/verdict

Interactive-Speed Analytics: 100x Faster, 100x Fewer Cluster Resources, Approximate Query Processing

Primary LanguageHTMLApache License 2.0Apache-2.0

Verdict

(Website: http://verdictdb.org/)

This is the new version 0.2.0. This readme file will be updated accordingly.

1. Introduction

Verdict makes database users able to get fast, approximate results for their aggregate queries on big data. It is designed to be a middleware standing between user's application and the DBMS. Verdict gets the original query from user, transforms it and sends the new query(s) to the DBMS, and gets some raw results back. Then verdict calculates error estimates and return them along with the approximate answers to the user. Verdict supports both uniform and stratified samples. It uses the bootstrap method for error estimation, enabling it to support complex queries. For more information, refer to http://verdictdb.org/

Verdict's overview

2. Supported DBMSs

Verdict is designed in a way that be as decoupled as possible from the underlying DBMS. The main parts of Verdict are independent from DBMS and just small amount of code needs to be added to support a new DBMS. This design lets us (or other developers in the future) to easily create a diver for any SQL DBMS and run Verdict on top of that DBMS.

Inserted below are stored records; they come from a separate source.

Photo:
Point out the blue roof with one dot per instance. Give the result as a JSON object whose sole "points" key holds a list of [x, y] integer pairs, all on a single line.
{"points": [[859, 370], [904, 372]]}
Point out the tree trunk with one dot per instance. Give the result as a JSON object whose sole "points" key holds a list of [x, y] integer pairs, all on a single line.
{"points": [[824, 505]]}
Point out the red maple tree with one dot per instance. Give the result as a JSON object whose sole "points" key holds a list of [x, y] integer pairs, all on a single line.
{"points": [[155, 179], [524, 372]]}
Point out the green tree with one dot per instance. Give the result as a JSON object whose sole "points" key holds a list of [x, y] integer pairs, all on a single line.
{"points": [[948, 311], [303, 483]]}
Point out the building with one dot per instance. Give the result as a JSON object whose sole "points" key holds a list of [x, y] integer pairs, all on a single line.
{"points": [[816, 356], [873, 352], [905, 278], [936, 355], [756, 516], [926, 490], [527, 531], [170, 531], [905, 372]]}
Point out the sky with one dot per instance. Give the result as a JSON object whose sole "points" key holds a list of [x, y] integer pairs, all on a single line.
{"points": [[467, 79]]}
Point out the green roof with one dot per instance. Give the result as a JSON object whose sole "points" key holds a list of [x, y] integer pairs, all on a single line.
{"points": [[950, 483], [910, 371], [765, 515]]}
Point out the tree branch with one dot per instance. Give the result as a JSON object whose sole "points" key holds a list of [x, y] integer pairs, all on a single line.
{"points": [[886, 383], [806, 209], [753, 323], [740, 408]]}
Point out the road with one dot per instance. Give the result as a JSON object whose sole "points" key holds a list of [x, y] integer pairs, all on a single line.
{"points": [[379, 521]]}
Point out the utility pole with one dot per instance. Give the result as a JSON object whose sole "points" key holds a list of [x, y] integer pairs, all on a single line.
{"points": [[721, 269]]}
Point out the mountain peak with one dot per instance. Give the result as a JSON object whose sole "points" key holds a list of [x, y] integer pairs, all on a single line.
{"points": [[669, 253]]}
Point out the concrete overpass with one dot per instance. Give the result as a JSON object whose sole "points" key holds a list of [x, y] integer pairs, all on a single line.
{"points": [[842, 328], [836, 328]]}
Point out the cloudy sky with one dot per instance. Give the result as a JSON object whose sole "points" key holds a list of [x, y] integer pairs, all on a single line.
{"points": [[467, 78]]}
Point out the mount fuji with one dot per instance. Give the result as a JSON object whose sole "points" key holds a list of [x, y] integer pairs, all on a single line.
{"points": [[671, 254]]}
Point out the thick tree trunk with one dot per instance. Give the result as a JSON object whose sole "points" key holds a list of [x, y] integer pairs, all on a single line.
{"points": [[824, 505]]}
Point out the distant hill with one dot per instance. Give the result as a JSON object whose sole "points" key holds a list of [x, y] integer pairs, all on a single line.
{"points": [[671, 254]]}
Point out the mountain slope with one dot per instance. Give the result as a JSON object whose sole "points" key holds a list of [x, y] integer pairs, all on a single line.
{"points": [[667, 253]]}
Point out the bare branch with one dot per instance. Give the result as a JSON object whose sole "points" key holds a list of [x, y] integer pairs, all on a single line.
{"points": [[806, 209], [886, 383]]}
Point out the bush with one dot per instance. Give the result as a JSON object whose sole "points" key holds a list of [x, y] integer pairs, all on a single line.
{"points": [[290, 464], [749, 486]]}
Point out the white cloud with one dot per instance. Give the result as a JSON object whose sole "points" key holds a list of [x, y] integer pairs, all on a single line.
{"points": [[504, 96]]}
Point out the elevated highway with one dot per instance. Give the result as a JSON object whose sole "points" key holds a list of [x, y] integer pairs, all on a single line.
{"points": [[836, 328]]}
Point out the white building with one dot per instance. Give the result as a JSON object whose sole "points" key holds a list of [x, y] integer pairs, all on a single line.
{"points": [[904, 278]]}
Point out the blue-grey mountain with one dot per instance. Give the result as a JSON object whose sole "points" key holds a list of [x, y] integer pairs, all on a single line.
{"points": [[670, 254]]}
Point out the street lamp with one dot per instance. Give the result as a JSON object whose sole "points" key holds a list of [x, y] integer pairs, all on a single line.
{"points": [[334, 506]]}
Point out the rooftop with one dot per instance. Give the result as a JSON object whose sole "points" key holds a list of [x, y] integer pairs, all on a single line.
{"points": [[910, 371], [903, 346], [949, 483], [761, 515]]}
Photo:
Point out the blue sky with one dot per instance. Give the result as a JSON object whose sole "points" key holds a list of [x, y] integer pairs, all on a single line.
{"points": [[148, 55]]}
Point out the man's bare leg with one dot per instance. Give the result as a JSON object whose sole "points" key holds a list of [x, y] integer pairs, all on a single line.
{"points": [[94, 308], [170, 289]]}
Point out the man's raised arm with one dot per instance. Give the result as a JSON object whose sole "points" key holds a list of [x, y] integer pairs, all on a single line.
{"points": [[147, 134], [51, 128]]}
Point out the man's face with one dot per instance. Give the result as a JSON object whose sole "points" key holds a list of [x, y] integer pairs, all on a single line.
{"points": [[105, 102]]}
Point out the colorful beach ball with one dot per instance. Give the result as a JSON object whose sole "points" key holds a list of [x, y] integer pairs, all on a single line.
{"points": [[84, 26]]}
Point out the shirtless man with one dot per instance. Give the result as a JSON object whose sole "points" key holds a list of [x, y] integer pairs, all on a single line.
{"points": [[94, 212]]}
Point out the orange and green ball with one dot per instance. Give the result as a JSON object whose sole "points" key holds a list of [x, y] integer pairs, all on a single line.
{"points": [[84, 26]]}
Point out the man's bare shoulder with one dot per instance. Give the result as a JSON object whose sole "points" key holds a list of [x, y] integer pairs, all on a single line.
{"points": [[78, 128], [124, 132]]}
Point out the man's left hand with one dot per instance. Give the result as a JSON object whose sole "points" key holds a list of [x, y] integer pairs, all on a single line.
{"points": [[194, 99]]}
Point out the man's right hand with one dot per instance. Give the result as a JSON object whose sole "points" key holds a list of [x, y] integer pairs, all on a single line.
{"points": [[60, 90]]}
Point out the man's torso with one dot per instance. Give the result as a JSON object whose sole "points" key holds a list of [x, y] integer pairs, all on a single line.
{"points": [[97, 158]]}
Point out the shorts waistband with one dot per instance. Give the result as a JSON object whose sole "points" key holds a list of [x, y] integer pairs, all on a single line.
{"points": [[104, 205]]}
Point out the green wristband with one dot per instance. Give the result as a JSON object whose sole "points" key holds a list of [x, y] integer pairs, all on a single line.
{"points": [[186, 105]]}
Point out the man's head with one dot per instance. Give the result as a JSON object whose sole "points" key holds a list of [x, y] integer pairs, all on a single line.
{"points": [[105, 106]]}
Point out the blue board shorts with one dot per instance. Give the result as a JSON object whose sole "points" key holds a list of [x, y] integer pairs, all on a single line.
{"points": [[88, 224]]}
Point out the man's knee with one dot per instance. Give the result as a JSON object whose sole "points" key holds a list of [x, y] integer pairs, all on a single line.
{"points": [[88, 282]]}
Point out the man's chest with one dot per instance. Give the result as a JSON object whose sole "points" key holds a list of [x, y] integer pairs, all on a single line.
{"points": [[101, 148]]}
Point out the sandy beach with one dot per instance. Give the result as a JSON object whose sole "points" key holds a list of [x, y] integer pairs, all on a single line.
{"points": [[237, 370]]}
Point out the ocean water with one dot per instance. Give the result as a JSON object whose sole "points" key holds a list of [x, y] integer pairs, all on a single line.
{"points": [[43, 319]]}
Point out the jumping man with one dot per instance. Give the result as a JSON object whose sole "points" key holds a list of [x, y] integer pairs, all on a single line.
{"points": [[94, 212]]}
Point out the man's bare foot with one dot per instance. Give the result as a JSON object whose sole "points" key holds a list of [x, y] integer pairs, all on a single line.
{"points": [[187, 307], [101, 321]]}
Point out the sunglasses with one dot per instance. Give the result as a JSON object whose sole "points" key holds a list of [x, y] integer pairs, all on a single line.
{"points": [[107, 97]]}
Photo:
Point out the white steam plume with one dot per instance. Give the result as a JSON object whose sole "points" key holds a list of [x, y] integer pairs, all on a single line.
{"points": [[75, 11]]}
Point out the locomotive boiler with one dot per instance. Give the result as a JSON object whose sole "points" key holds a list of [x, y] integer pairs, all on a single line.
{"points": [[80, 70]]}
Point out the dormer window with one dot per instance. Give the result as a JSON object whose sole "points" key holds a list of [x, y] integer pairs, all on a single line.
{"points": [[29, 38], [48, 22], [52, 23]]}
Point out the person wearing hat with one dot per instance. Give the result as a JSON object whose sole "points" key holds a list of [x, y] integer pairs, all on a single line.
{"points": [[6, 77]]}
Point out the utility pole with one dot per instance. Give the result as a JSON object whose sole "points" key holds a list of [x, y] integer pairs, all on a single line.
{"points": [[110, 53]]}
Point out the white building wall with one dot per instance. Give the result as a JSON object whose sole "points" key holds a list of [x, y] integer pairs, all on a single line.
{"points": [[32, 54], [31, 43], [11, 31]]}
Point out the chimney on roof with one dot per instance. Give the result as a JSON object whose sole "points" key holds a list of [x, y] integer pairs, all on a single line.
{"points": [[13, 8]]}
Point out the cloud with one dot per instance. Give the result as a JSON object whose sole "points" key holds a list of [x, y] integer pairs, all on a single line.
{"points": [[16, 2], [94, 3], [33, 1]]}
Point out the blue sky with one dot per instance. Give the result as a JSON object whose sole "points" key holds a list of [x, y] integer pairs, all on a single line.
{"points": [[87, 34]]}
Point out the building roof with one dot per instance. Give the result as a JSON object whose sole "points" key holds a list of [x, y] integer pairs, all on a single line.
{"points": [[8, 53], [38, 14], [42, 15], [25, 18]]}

Currently we have developed drivers for:

  • Spark SQL 1.1+
  • Impala 2.3+
  • Hive 1.2+

To use Verdict with Presto, SAP HANA, HP Vertica, Oracle, MySQL, Postgres, Teradata, MemSQL or any other SQL engine please contact us to receive the free driver (pyongjoo [at] umich.edu).

3. Getting Started

3.1. Requirements

Before you can install and run Verdict, the following requirements should be installed:

3.2. Installation

To install verdict you need to first clone the repository and build the project using SBT as follows. (

git clone https://github.com/mozafari/verdict.git
cd verdict
build/sbt assembly

Now you need to configure Verdict. In the Configuration section, please read the part related to the DBMS you plan to use Verdict with.

3.3. Configuration

You need to configure Verdict before being able to run it. templates for Verdict's configurations can be found in the configs folder. Please find the template based on the DBMS you want to use and edit it based on description provided in the following subsections.

Configurations for Impala

Please replace the the values of the following configs in the configs/impala.conf file, if needed:

Config Default Value Description
dbms None Tells Verdict what DBMS it should connect to. Use value impala.
impala.host 127.0.0.1 Impala's host address
impala.port 21050 Impala's JDBC port address
impala.user "" Username to login with, if Impala's authentication is enabled
impala.password "" Password to login with, if Impala's authentication is enabled
udf_bin_hdfs None Verdict needs to install some UDF and UDAs on Impala. You need to copy the udf_bin folder to a location accessible by Impala in HDFS. Put the full HDFS path of udf_bin as the value for this config.

Verdict for Impala also needs to connect to Hive. Because Impala hasn't necessary features for creating samples yet, Verdict uses Hive to create samples. Since Impala needs Hive to be running anyway and it uses Hive's metadata, Verdict's dependency to Hive is not a problem at all.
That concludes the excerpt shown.